Collaborative Continuum Robots: A Survey
Xinyu Li, Qian Tang, Guoxin Yin, Gang Zheng, Jessica Burgner-Kahrs, Cesare Stefanini, Ke Wu
TL;DR
This survey defines three collaboration modes for collaborative continuum robots (CCR): separated, assistance, and parallel, and synthesizes advances across structural design, modeling, motion planning, and control. It highlights the trade-offs between task versatility, load capacity, and system complexity, and discusses how coupling constraints evolve to improve coordination while managing collisions. The authors call for intelligent structural design, physics-informed data-driven modeling, and reinforcement-learning–based planning/control to address current challenges and accelerate deployment in rehabilitation, emergency response, and agriculture.

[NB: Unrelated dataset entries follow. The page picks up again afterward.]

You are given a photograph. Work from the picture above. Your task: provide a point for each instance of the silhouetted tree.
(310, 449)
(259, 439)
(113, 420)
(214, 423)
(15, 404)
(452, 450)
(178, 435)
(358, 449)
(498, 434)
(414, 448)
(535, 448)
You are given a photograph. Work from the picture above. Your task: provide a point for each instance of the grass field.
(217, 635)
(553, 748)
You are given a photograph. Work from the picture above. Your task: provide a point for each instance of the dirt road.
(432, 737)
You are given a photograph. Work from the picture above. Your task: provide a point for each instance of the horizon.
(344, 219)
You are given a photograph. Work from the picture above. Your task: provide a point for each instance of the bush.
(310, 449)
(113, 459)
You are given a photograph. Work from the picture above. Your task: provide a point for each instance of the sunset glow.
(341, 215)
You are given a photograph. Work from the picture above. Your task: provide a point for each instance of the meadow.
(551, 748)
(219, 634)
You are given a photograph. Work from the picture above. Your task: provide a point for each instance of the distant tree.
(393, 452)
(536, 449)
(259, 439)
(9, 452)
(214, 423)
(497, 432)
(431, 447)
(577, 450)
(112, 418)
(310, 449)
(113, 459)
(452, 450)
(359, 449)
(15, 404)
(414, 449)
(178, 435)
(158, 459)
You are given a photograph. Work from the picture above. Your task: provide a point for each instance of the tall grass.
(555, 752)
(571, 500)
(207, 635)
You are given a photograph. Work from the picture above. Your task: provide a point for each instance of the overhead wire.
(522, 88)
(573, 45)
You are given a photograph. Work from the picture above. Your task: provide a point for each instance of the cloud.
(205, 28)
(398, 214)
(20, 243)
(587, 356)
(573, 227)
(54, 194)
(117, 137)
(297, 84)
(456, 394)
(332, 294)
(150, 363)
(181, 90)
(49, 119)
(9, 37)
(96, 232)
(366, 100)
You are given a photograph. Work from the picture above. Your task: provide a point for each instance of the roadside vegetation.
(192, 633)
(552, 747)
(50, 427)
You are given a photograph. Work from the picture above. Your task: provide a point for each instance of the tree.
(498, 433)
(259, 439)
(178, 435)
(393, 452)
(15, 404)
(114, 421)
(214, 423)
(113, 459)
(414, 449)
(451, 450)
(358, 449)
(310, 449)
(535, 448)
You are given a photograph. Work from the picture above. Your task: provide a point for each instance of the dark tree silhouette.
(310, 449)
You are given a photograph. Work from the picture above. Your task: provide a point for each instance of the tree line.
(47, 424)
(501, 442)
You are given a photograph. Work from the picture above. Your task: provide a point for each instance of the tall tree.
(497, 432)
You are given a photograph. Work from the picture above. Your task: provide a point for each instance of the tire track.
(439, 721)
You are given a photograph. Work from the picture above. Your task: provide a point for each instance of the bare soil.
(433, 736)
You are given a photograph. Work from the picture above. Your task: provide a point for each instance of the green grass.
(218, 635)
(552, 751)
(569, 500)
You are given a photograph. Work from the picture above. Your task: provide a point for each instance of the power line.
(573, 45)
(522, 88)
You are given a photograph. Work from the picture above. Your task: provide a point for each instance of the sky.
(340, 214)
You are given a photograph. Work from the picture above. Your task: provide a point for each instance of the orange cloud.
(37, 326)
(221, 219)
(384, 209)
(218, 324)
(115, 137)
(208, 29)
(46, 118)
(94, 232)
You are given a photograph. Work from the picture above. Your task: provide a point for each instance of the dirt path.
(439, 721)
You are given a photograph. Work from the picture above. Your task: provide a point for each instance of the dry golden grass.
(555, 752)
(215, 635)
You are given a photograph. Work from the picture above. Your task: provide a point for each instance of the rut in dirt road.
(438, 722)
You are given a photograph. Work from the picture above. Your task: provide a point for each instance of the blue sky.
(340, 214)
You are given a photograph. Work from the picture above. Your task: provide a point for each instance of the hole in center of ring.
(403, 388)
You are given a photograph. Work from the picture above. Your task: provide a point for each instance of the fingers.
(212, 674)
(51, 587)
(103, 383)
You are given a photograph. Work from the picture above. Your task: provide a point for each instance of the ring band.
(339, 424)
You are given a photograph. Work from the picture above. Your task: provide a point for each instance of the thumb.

Overall, CCRs promise expanded workspace, higher dexterity, and improved stability over single CRs, aiming for practical real-world impact in complex, dynamic environments.
Abstract
Continuum robots (CRs), owing to their compact structure, inherent compliance, and flexible deformation, have been widely applied in various fields. By coordinating multiple CRs to form collaborative continuum robots (CCRs), task adaptability, workspace, flexibility, load capacity, and operational stability can be further improved, thus offering significant advantages. In recent years, interest in this emerging field has grown steadily within the continuum-robotics community, accompanied by a consistent rise in related publications. By presenting a comprehensive overview of recent progress from different system-architecture levels, this survey provides a clear framework for research on CCRs. First, CCRs are classified into the three collaboration modes of separated collaboration, assistance collaboration, and parallel collaboration, with definitions provided. Next, advances in structural design, modeling, motion planning, and control for each mode are systematically summarized. Finally, current challenges and future opportunities for CCRs are discussed.